Paul traced the lacy dogbite scars on my hand. “I thought you told Oskar you wouldn’t.”
I shrugged. I would never reach the end of what was in those suitcases, those women, those men, what they meant to me.
These rooms were only the start. There were suitcases inside of suitcases I had not even begun to unpack. You want remember, so just remember.
I slipped my hands up under the wool shirt I’d bought him at the flea market. He flinched with the cold, then allowed me to warm them against his skinny ribs. As we drew close, murmuring softly into each other’s necks, the Herald Tribune slid off the feather bed and fell to the floor in a soft cascade, burying my mother among her headlines, news of other crises and personages. We shed our jackets and our pants to make love, but kept our shirts and socks on. I knew I was making a choice.

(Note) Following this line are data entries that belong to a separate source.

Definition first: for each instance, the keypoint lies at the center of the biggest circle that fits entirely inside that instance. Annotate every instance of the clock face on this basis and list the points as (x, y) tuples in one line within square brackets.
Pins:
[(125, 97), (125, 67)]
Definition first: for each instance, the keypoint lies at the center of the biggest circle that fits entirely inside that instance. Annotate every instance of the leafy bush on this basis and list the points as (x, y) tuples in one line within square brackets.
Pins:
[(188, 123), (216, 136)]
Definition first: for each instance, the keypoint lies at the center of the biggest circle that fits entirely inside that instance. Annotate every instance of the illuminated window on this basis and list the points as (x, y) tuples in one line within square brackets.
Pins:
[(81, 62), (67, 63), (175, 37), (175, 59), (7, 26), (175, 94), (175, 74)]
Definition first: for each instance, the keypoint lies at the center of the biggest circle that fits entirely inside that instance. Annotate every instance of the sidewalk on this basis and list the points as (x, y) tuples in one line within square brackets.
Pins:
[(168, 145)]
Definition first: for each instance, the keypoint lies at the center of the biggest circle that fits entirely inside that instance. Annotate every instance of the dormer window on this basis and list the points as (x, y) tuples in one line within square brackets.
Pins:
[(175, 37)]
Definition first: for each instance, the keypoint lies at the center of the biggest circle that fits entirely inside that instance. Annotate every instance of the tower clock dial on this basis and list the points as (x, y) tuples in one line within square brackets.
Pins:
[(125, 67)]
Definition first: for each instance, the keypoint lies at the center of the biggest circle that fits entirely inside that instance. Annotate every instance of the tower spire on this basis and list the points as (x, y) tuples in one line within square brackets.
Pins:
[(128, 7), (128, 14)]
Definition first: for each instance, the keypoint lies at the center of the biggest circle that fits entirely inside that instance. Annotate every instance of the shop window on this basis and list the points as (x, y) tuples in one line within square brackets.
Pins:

This, now, suitcases, Paul. It was my life, a trait and not an error, written by fire on stone.
AFTERWARD, I lay gazing at the patterns cast on the stained walls, the effect of the light from the street shining through our windows, the etched designs like bird feet. Next to me, Paul slept with a pillow crammed tightly over his head, product of his years in foster care, not to hear more than he had to. I slipped out from under the covers, pulled on my icy stiff jeans and a sweater, put on the fire under the kettle for a Nescafe. What I would give for a cup of Olivia’s thick black coffee, so dark it didn’t even turn pale when you put the cream in. I rolled myself a cigarette from Paul’s Drum tobacco, and waited for the water to boil.

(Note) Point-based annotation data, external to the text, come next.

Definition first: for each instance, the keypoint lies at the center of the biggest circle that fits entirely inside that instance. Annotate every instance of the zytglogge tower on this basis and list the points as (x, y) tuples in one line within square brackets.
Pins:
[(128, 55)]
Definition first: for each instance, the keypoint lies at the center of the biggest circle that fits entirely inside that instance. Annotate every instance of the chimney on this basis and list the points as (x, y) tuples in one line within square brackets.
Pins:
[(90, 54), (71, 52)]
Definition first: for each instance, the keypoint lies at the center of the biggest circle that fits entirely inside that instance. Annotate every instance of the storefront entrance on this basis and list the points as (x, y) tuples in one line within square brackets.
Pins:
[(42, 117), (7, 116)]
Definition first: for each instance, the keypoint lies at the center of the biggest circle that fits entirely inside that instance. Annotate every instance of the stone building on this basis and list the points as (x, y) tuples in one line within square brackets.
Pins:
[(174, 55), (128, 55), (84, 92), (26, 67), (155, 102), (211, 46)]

It was three in California. I would never tell Paul how much I wanted to be there, how much I wanted to drive in a top-down Mustang with my mother along the coast in sun-warmed, sage-scented February, and pick up some sea-washed stranger with a shell strand laced around his beautiful neck. If I told Paul how much I missed L.A., he would think I was crazy. But I missed it, that poisoned place, gulag of abandoned children, archipelago of regret. I craved it even now, the hot wind smelling of creosote and laurel sumac, the rustle of eucalyptus, the nights of mismatched stars. I thought of that ruined dovecote behind the house on St. Andrew’s Place that my mother once wrote a poem about. How it bothered her the doves would not leave, though the chicken wire had long since collapsed, the two-by-fours fallen. But I understood them. It was where they belonged, shade in summer, their sad wooden flute calls. Wherever they were, they would try to get back, it was like the last piece of a puzzle that had been lost.
The kettle whistled and I made my instant coffee, stirred in some evaporated milk from a can, and gazed out at the flats opposite ours across the courtyard—the old man watching TV and drinking peppermint schnapps, a man washing dishes, a woman painting—while on the other side of the globe, California shimmered, hoarding the ragged edge of the century in a bright afternoon scented with love and murder. In the flat downstairs, the neighbors’ newborn was crying, rhythmically, a high thin chant.